Sorry, Burg. It's a hoax. From Snopes:


Quote:

Origins: In September 2005, the U.S. was still reeling from the physical, emotional, and political fallout of Hurricane Katrina (and several other recent severe storms), and national debate was ongoing about the Pledge of Allegiance and the appropriateness of its reference to the U.S. as one nation "under God." That month, comedian Jay Leno riffed on the emotional climate of America in one of his Tonight Show opening monologues:



As you know Hurricane Rita is headed toward Florida, Texas and Louisiana. Another hurricane! It's like the ninth hurricane this season. Maybe this is not a good time to take God out of the Pledge of Allegiance.

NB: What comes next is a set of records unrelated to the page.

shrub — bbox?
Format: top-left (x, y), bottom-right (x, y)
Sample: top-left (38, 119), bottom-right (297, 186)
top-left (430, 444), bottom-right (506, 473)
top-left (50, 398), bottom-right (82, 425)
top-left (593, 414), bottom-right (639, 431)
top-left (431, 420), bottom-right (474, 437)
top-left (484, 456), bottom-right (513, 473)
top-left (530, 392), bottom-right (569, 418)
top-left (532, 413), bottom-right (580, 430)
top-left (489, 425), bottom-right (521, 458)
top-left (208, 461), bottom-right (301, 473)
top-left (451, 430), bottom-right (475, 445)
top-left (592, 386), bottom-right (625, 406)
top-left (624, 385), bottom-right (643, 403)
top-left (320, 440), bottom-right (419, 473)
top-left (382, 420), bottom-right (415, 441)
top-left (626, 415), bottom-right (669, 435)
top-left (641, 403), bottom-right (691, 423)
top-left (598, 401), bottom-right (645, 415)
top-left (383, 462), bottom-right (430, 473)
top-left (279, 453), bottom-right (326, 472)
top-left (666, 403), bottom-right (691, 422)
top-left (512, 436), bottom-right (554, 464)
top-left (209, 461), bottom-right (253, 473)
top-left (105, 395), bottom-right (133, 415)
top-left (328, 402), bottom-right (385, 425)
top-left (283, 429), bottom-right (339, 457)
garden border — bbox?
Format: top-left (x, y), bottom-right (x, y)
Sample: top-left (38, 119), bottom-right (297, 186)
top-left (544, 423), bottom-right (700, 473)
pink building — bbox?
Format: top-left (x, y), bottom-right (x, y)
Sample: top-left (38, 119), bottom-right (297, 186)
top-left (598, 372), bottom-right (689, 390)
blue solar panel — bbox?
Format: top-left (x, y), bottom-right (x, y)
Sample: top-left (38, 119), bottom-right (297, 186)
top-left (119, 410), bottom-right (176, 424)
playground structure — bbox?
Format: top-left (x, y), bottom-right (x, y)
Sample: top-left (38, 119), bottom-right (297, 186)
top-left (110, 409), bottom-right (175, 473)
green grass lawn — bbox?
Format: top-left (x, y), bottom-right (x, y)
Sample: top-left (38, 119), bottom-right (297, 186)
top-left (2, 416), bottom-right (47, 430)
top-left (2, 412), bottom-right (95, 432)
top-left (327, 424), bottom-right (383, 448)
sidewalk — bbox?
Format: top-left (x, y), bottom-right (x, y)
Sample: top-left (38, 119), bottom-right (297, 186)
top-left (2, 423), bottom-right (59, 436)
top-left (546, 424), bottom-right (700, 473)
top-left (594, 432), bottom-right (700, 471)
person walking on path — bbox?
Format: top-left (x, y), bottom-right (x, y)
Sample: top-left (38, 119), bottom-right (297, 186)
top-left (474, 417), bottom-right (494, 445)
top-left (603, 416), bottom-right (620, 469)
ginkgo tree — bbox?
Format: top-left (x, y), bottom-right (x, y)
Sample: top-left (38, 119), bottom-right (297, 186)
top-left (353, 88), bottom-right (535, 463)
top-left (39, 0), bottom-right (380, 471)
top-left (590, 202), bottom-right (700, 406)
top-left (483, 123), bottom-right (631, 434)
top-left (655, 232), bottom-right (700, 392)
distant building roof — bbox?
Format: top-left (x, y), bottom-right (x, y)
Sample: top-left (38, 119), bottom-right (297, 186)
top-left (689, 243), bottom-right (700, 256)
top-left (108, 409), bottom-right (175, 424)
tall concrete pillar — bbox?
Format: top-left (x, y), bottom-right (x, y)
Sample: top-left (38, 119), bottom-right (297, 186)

A year later, Craig R. Smith penned the above-reproduced essay exhorting Americans to focus on the positive aspects of their country rather than the bad events that typically comprise our daily news fodder. By March 2007 the original had been altered through multiple e-mail forwards, with the closing paragraphs (which quoted B.C. Forbes) removed and a paraphrase of Jay Leno's joke (with misplaced quotation marks) appended to the end, creating the mistaken impression that the talk show host was the author of the entire piece (as evidenced by its new opening line, "Jay Leno hits the nail on the head ..."). However, only the last sentence originated with the lantern-jawed comedian; the rest is the work of someone else.






It seems that it's also been attributed to Letterman.